These funky-looking springtime mushrooms are a fresh take on the typical white button mushrooms you’d usually get from a grocery store. Like other varieties, the woodsy morel mushrooms are chock-full of vitamin D, which can be tough to find in food sources. “This strain of mushrooms is in the top couple of mushrooms with the highest amounts of vitamin D,” says registered dietitian nutritionist Marjorie Nolan Cohn, MS, RDN, spokesperson for the Academy of Nutrition and Dietetics. In turn, vitamin D keeps your immune system and thyroid healthy.
These curly discs hit farmer’s markets and specialty stores mid-spring, when they’re picked from young ferns before the leaves uncoil. Fiddlehead ferns taste similar to asparagus, but crunchier and bitterer. They’re packed with healthy antioxidants, but their real claim to fame is omega-3 fatty acids. “You don’t find a lot of fat in plant sources beyond seeds and nuts,” says Nolan Cohn. Omega-3s, often found in fish, are healthy fats that could boost brain and heart health.
Heart-shaped, scaly-looking cherimoyas look a bit reptilian, but the white flesh inside is sweet and buttery. You’ll want to pick a fruit that’s hard and green because, like an avocado, it will ripen quickly once you bring it home. Dig in once it turns soft and bronze-coloured. A single peeled fruit has 60 per cent of your daily vitamin C needs, plus a third of your vitamin B6 intake, which helps brain function and helps your body make mood and sleep-regulating hormones. Traditional Mexican medicine uses the spring fruit to ease anxiety, and one study in the Journal of Ethnopharmacology found an extract from the fruit had an antidepressant-like effect on mice. “Conventional Western research is still up for debate or hasn’t been done, but there’s likely something to it,” says Nolan Cohn.

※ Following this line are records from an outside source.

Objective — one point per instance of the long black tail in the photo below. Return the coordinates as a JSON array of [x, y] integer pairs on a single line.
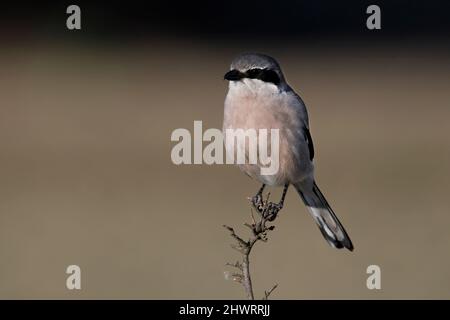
[[326, 219]]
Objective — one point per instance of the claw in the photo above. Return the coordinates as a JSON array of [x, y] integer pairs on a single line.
[[272, 210], [258, 203]]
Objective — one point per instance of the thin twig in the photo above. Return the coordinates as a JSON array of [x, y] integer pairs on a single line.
[[268, 212]]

Fava beans usually start cropping up in markets around late spring. Once you shuck and peel the beans, you’ll find a bright green bean that you can eat raw or cooked. Like other beans, they’re high in fibre (9.2 grams per cup) and vegan-friendly protein (12.9 grams per cup). Plus, one serving dishes up 18 per cent of your daily needs for magnesium, which most Americans don’t get enough of, says Nolan Cohn. “Magnesium is a really important variable in thousands of different chemical or biological reactions going on in our body,” she says. “Even if everything else our body needs to make this reaction is available, if magnesium isn’t available, it won’t be working as efficiently.”
By its leafy appearance, you might think sorrel would taste like grassy spinach, but it actually has a bright, lemony flavour. Add some to mild mixed greens for a bit of zing, or blend it into a creamy soup this spring. One cup packs in more than your daily needs of vitamin A and C to keep your immune system healthy. “It’s high in a nice little variety of antioxidants,” says Nolan Cohn. Sorrel is also loaded with heart-and muscle-healthy potassium, plus iron help to your body deliver oxygen through your body. Check out these other vegetarian iron sources.
You might see stinging nettles at your farmers’ market in late winter, but they’ll stick around until late spring. The name doesn’t lie—the plant’s needles can cause a rash, so handle them with gloves until you cook them. Once you blanch or sauté them, though, you can enjoy their bright taste safely. Swap spinach for nettles and you’ll pack your recipe with even more vitamin K and bone-healthy calcium. Some people even swear nettle tea can soothe allergies and asthma. “Why not try some organic nettle tea that you can brew yourself?” says Nolan Cohn. “It may not cure you, but it certainly likely will not hurt you at all either.”
Snubbed as a weed by many gardeners, purslane’s little leaves make a tasty addition to your kitchen. It’s chock-full of vision-healthy vitamin A and immune-boosting vitamin C. Top your sandwich with the watercress-like leaves instead of your usual lettuce to give your diet a healthy dose of variety. “The more diverse your diet is, the more diverse your gut bacteria is,” says Nolan Cohn. “The more diverse your microbiome is, the healthier you are.”
Sensitive palates might prefer milder, sweeter ramps over onions and garlic, but you can sub them into any recipe that calls for shallots or scallions too. Also known as wild leeks, ramps are high in vitamin A, vitamin C, selenium, and chromium. “Chromium supports weight loss and blood sugar stabilization,” says Nolan Cohn. A chromium weight-loss supplement won’t miraculously speed up your metabolism, but having a well-rounded diet that includes the mineral will help your body keep insulin levels in check.